Published on May 22, 2026
Traditional methods in feature ranking have relied on the belief that they can provide stable, faithful, and complete outputs. However, new research reveals a critical flaw: in the presence of collinear features, no ranking can maintain these three qualities simultaneously. This discovery challenges long-held assumptions in the field.
The study, published on arXiv, demonstrates that when features become collinear, ranking reduces to arbitrary outcomes, akin to a coin flip. Researchers quantified this impossibility across four model classes and proposed a solution—DASH, or Diversified Aggregation of SHAP. This ensemble method promises stability, even in cases where features are symmetrically relevant.
Analyzing 77 public datasets, the researchers found that 68% displayed attribution instability, raising serious concerns about existing SHAP-based methods. The findings suggest that switching to alternative approaches, like conditional SHAP, fails to address the core issue of collinearity. This necessitates a reevaluation of how feature importance is assessed in machine learning contexts.

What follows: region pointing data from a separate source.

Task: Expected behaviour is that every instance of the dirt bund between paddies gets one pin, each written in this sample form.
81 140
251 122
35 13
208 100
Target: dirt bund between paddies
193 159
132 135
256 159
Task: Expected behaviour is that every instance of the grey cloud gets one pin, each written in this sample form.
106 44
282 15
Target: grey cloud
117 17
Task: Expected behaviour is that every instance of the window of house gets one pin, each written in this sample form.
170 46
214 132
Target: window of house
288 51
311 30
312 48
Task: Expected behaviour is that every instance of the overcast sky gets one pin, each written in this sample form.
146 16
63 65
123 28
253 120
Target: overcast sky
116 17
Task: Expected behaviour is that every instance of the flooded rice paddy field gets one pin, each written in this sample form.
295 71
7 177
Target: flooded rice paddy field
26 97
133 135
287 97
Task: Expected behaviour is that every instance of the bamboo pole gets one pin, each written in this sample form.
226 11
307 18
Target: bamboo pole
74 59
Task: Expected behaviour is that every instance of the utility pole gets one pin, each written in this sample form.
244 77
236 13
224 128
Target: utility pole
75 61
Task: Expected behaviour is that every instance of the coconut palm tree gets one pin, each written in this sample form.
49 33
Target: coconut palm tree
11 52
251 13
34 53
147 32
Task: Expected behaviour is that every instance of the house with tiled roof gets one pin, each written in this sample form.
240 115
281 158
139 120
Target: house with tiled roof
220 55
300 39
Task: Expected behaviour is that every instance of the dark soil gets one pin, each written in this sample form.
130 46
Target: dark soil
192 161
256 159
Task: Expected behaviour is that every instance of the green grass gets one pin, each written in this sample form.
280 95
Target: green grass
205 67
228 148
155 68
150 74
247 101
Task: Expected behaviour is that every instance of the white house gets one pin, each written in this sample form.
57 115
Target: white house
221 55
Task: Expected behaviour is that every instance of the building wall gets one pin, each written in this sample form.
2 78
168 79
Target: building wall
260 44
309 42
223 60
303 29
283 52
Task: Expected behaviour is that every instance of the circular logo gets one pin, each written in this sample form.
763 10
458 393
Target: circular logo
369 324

The implications of this research extend to fairness auditing, revealing that SHAP-based discrimination audits may be fundamentally flawed under collinearity conditions. The work culminates in a set of practical diagnostic tools and a formally verified impossibility theorem, marking a significant milestone in explainable AI. This pivotal breakthrough redefines our understanding of feature ranking and its limitations.